Abstract
Complement system activation is associated with immunoglobulin A nephropathy (IgAN) activity and progression. The aim of the present study was to investigate the importance of urinary mannose-binding lectin (MBL), at the time of renal biopsy, for evaluating disease severity and predicting the progression of IgAN. A total of 162 patients with biopsy-proven IgAN were enrolled and 50 healthy individuals were selected as normal controls. Urinary MBL was measured by sandwich enzyme-linked immunosorbent assay (ELISA) and normalized for urinary creatinine concentration. Urinary MBL was significantly higher in IgAN patients than that in normal controls, and elevated as histopathological phenotypes upgraded. Urinary MBL was correlated significantly with the well-known clinical predictors for the prognosis of IgAN; that is, renal function (represented by serum creatinine and estimated glomerular filtration rate), proteinuria and arterial hypertension. Urinary MBL was demonstrated to be correlated with the histopathological parameters which have independent value in predicting renal outcome of IgAN according to the Oxford classification; that is, mesangial hypercellularity, segmental glomerulosclerosis, endocapillary hypercellularity and tubular atrophy/interstitial fibrosis. More importantly, non-remission patients at the end of follow-up had significantly higher levels of urinary MBL compared with patients in remission. In conclusion, urinary MBL can be a reliable non-invasive biomarker for evaluating disease severity and predicting the prognosis of IgAN. This is the first report on this issue. However, our conclusions should be verified further in large-scale studies with long-term follow-up.

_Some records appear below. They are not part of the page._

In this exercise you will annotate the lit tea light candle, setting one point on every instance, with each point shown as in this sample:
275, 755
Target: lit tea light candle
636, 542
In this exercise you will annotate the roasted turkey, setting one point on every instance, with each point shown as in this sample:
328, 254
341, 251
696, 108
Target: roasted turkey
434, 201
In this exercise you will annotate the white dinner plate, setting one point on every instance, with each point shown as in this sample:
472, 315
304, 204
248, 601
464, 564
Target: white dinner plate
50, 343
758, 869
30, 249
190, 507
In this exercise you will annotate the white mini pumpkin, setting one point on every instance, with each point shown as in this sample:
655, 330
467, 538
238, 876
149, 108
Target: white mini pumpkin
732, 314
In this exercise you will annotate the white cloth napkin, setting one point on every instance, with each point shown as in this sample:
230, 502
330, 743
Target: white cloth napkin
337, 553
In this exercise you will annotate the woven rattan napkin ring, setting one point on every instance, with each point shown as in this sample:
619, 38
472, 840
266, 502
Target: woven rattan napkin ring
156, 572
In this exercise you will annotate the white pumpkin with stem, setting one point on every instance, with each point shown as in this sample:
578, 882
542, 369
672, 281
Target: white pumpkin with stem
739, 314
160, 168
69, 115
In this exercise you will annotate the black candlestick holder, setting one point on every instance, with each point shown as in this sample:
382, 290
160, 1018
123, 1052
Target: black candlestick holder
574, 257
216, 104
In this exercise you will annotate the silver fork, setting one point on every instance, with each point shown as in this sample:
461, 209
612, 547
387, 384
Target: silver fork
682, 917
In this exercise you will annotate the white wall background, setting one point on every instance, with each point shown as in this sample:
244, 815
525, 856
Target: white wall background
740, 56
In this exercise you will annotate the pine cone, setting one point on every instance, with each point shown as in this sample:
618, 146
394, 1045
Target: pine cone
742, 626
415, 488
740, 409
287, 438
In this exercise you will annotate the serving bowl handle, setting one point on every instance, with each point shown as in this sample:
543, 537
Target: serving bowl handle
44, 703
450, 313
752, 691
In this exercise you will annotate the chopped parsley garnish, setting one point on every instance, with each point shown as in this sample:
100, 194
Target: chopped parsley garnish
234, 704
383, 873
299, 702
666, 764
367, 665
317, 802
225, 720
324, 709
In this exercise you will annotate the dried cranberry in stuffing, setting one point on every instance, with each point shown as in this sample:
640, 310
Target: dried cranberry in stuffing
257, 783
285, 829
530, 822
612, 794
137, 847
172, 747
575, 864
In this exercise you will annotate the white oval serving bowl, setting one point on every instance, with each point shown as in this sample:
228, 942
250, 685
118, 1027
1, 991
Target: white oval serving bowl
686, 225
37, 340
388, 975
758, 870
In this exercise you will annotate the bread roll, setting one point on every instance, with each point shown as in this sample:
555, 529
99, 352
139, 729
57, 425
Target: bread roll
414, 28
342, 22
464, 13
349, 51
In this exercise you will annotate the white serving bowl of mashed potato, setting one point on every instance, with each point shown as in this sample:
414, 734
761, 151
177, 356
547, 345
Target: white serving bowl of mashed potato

Keywords: biomarker, disease severity, IgA nephropathy, MBL, prognosis
Introduction
Immunoglobulin A nephropathy (IgAN) is the most common glomerulonephritis worldwide, with a prevalence of 20–45% in primary glomerular disease [1]. It is characterized primarily by mesangial deposition of IgA [2,3]. The clinical spectrum of IgAN covers a wide range of features, from minor urinary abnormalities to rapidly progressive renal failure. About 20–40% patients with IgAN could progress to end-stage renal disease (ESRD) within 20 years of diagnosis [4]. Thus, the evaluation of disease severity and progression is crucial in IgAN patients. Renal histological lesions, renal function, the presence of arterial hypertension and proteinuria at the time of renal biopsy are all well-known predictors in IgAN [5–7], and recently the investigation of novel biomarkers based on the pathogenesis of IgAN has been a research focus [8–10].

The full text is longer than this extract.